After a join by ID, my data frame looks as follows:
ID | Features | Vector
1 | (50,[...] | Array[1.1,2.3,...]
2 | (50,[...] | Null
I ended up with Null values for some IDs in the column 'Vector'. I would like to replace these Null values by an array of zeros with 300 dimensions (same format as non-null vector entries). df.fillna does not work here since it's an array I would like to insert.
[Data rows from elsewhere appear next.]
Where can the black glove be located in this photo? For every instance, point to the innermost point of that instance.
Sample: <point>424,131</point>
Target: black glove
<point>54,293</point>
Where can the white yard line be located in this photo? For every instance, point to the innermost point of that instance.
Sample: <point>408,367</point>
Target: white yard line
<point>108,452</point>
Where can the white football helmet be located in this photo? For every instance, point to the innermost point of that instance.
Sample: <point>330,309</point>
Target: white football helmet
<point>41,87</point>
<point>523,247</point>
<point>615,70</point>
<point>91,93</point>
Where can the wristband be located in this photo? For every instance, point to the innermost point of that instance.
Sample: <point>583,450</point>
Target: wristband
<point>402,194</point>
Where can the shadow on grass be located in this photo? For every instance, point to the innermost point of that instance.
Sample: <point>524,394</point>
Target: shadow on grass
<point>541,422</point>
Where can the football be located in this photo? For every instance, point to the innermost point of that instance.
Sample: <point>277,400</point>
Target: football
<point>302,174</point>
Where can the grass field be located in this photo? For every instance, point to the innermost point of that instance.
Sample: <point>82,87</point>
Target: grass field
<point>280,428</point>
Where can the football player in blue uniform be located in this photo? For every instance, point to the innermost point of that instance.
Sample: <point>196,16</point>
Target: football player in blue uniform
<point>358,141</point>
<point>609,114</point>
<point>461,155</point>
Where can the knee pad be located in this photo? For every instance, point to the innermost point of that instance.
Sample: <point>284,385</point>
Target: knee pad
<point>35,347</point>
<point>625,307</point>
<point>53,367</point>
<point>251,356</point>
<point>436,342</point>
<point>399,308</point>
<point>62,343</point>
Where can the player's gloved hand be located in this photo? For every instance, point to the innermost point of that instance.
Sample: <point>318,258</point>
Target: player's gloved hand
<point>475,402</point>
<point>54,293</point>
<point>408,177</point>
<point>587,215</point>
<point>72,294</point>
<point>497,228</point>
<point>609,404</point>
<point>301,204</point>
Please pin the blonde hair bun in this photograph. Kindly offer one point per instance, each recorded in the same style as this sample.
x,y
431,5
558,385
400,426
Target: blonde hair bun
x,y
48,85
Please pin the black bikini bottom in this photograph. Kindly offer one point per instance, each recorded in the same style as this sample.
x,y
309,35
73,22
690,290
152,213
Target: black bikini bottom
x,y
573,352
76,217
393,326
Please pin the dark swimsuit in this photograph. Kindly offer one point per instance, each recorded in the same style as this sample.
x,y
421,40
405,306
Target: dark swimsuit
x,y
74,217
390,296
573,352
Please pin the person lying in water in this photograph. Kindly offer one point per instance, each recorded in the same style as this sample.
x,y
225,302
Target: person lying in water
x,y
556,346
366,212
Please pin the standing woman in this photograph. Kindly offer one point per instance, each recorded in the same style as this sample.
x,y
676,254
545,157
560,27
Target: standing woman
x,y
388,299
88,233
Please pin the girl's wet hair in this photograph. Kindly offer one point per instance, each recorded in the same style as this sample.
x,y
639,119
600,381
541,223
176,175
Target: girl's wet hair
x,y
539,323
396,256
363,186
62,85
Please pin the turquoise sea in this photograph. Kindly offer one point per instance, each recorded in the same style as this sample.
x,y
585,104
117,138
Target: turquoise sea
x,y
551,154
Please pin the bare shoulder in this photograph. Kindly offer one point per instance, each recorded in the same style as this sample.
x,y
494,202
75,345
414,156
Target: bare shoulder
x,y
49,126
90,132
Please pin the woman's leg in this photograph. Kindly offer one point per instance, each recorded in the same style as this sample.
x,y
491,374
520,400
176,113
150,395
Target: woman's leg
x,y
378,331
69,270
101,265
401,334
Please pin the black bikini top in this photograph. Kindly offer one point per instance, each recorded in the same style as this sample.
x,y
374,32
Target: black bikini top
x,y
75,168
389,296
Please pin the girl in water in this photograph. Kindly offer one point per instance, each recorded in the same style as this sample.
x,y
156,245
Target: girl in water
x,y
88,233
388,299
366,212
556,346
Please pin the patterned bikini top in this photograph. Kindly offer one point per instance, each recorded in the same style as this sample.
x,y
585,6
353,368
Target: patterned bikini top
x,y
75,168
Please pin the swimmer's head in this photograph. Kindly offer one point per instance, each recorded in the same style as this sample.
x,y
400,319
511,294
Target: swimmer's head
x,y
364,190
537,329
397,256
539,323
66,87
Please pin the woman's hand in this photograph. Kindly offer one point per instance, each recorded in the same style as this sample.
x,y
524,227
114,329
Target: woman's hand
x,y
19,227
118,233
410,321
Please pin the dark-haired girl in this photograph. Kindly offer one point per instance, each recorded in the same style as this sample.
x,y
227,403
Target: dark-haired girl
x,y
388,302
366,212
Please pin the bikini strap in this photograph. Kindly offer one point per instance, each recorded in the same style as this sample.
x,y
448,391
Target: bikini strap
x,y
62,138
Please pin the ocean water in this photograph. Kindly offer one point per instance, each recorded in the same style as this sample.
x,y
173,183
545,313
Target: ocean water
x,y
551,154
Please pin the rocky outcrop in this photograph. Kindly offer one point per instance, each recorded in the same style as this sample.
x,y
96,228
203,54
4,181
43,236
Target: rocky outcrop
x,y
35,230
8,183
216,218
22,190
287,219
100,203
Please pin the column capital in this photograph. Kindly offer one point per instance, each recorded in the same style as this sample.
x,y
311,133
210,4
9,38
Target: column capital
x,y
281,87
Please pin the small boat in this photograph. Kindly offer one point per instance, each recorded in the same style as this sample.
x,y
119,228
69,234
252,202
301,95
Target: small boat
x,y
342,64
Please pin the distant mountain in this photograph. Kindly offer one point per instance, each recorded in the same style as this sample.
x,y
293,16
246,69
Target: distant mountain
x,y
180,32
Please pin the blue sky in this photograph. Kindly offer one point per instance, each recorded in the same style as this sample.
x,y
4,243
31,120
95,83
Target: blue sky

Any idea how to accomplish this in PySpark?
---edit---
Similarly to this post my current approach:
df_joined = id_feat_vec.join(new_vec_df, "id", how="left_outer")
fill_with_vector = udf(lambda x: x if x is not None else np.zeros(300),
ArrayType(DoubleType()))
df_new = df_joined.withColumn("vector", fill_with_vector("vector"))
Unfortunately with little success:
org.apache.spark.SparkException: Job aborted due to stage failure: Task 0in stage 848.0 failed 4 times, most recent failure: Lost task 0.3 in stage 848.0 (TID 692199, 10.179.224.107, executor 16): net.razorvine.pickle.PickleException: expected zero arguments for construction of ClassDict (for numpy.core.multiarray._reconstruct)
---------------------------------------------------------------------------
Py4JJavaError Traceback (most recent call last)
<ipython-input-193-e55fed27fcd8> in <module>()
5 a = df_joined.withColumn("vector", fill_with_vector("vector"))
6
----> 7 a.show()
/databricks/spark/python/pyspark/sql/dataframe.pyc in show(self, n, truncate)
316 """
317 if isinstance(truncate, bool) and truncate:
--> 318 print(self._jdf.showString(n, 20))
319 else:
320 print(self._jdf.showString(n, int(truncate)))
/databricks/spark/python/lib/py4j-0.10.4-src.zip/py4j/java_gateway.py in __call__(self, *args)
1131 answer = self.gateway_client.send_command(command)
1132 return_value = get_return_value(
-> 1133 answer, self.gateway_client, self.target_id, self.name)
1134
1135 for temp_arg in temp_args: